Remember this one? I think you were around three or four (looks like four candle places) and your sister looks about eight or nine. That would make me hummmmmm? (What I realize now, looking at this picture, is not only how young I was–about 38–but how horrible my color scheme was those years. I can see I hadn’t reached my maturity in decorating style. Whatever possessed me to paint the room that dastardly pumpkin? I know why I chose the wallpaper though–it was cheeeeeeeeep!)
You weren’t in school yet, but both of you very much into horses, and hobby horses were easy to draw and the color scheme for the cake at least was simple, and good. You would have been in Montessori School had we not moved to Ohio from Connecticut, and because we moved too late (in May) to get you registered in a good pre-school program for September, we gave you a tape recorder that year. It may have seemed a questionable choice for such a young child, but you were already showing your creative streak and used that recorder to tape many “radio” programs with both music and drama. If I could get the tapes transferred to CD, they would be priceless to all of us now.
Here you are a couple of years later, after you’d started school. Isn’t this the year you discovered Emmit the chipmunk (or was it beaver) and Emily? What was the book those characters came from? I think this cake was the result of my trying to duplicate their little home in the forest. I believe I count six candles.
And then, before we knew it, you were seven! You were into the preppy look already with your navy pullover layered over a white knit shirt. You were beginning to have regular hair trims that made your baby fine hair (like mine) look thicker, ever since that horrible day a year before when you and Julie from across the street butchered your bangs in the basement on the very day we were planning to see old friends from Connecticut. On reflection, I know they could see your natural beauty in spite of the bad haircut.

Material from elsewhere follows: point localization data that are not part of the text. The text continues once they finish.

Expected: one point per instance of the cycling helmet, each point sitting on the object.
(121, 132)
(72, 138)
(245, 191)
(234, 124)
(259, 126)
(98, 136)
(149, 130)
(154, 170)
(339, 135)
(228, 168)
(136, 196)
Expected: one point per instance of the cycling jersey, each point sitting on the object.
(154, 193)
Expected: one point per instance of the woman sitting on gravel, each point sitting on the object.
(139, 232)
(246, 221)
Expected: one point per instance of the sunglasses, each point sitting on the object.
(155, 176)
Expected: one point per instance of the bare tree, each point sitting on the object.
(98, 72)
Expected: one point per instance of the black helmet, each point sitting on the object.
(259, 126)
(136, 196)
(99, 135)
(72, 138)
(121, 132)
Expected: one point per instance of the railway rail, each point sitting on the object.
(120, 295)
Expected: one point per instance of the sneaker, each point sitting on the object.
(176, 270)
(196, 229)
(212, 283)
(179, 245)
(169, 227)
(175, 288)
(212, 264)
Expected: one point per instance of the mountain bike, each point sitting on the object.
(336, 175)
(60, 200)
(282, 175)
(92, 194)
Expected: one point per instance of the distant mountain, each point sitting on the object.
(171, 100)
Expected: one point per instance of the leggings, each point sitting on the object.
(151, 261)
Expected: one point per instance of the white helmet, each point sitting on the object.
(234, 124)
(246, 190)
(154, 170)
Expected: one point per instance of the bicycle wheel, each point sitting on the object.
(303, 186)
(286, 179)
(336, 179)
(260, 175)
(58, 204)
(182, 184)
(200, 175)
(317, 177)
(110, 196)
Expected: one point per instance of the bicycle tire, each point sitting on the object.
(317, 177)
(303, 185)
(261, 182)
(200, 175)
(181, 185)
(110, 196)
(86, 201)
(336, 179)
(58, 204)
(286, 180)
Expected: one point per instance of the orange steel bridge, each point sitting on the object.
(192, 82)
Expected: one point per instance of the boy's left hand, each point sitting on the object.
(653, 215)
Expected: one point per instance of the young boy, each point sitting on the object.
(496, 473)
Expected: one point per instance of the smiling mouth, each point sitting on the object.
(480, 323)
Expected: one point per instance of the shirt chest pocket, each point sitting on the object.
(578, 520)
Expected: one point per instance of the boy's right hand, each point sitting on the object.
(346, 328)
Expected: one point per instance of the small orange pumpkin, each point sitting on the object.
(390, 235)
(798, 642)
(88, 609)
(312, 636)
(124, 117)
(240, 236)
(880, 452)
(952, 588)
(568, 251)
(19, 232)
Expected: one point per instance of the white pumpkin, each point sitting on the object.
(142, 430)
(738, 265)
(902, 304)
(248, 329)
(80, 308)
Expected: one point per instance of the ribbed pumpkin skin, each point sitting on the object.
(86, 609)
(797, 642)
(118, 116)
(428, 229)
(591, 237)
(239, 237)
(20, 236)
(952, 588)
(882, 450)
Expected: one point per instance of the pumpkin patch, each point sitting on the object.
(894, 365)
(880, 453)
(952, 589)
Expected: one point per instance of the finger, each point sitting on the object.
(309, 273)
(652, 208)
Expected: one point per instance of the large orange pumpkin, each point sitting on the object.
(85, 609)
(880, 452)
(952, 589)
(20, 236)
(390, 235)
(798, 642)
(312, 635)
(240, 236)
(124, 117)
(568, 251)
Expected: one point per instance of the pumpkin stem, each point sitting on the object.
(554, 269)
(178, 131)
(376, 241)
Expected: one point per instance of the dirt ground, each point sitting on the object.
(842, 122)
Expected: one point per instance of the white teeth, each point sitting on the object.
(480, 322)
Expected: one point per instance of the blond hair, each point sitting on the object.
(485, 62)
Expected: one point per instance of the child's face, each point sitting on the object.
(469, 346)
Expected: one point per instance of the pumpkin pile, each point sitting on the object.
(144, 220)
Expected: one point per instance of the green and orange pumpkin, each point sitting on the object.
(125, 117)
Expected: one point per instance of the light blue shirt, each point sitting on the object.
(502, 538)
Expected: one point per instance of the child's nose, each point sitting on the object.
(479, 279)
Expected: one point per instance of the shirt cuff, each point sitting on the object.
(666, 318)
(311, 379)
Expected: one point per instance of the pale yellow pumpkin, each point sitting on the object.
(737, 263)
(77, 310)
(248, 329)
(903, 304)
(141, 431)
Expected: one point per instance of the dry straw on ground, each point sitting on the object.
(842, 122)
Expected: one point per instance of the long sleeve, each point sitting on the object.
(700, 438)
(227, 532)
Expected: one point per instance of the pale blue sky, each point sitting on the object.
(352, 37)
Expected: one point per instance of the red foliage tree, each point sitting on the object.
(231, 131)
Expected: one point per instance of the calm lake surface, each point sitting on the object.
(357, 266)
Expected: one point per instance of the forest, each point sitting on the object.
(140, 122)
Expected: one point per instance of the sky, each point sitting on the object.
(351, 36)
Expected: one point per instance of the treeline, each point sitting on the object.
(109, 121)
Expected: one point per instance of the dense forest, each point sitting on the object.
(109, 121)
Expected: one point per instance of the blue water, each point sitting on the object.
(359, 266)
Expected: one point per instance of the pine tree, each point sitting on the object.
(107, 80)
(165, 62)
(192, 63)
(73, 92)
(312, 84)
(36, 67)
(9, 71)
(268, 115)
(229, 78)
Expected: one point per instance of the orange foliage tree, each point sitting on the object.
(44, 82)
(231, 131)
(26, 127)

Finally we’ve reached what I see by the number of candles visible, birthday number eight. The cake design came from a book you were reading that year about dragons. I don’t remember much about it other than the cover from which this design was copied. Do you know what it was?
Your school was a trendsetter for liberature-based teaching, and I drove you 9 miles each way to school for five years because I thought that your imagination and story telling gifts would be more nourished there than the country school near our home. I’ve never been sorry and know that it was all worth it. Look at you now, an English PhD–teaching Shakespeare and Renaissance English at a private University in New York–publishing in prestigious journals. Though you missed out on a Montessori beginning as we were able to provide your sister, you did okay!
I’m not exactly sure, but I think it was around this time that you disclosed to me that you didn’t ever want to grow up. You wanted to stay Pop’s and my little girl for the rest of your life.
I don’t know exactly what I answered you, but something on the order that, yes, growing up means taking on responsibility and learning to take care of yourself, but that what age took away in privilege , it gave back tenfold in feeling competent and good about yourself. I hoped you understood that you could do or be anything you wanted in life just as well as a boy could, as we were well into the womens movement that was beginning to change attitudes about what girls could achieve. When you were all grown up, I remember telling you, you’d be able to decide how you wanted things in your life to be and pursue whatever dreams you wanted. As a child there was always someone you needed permission from, even though as parents, we hoped we were guiding you well, and only saying no when no was the right answer. As an adult responsible and answerable to no one by yourself–even though it seemed a daunting thought at the time (I’m sure I didn’t use that word)–being your own person would be worth growing up someday.
So there you are. Although we can’t make this birthday special by being there, or giving you flowers or a real homemade and decorated cake, or a wrapped present, we hope you like this “virtual”, not one, but four birthday cakes and happy times remembered here. Happy birthday across the miles and years.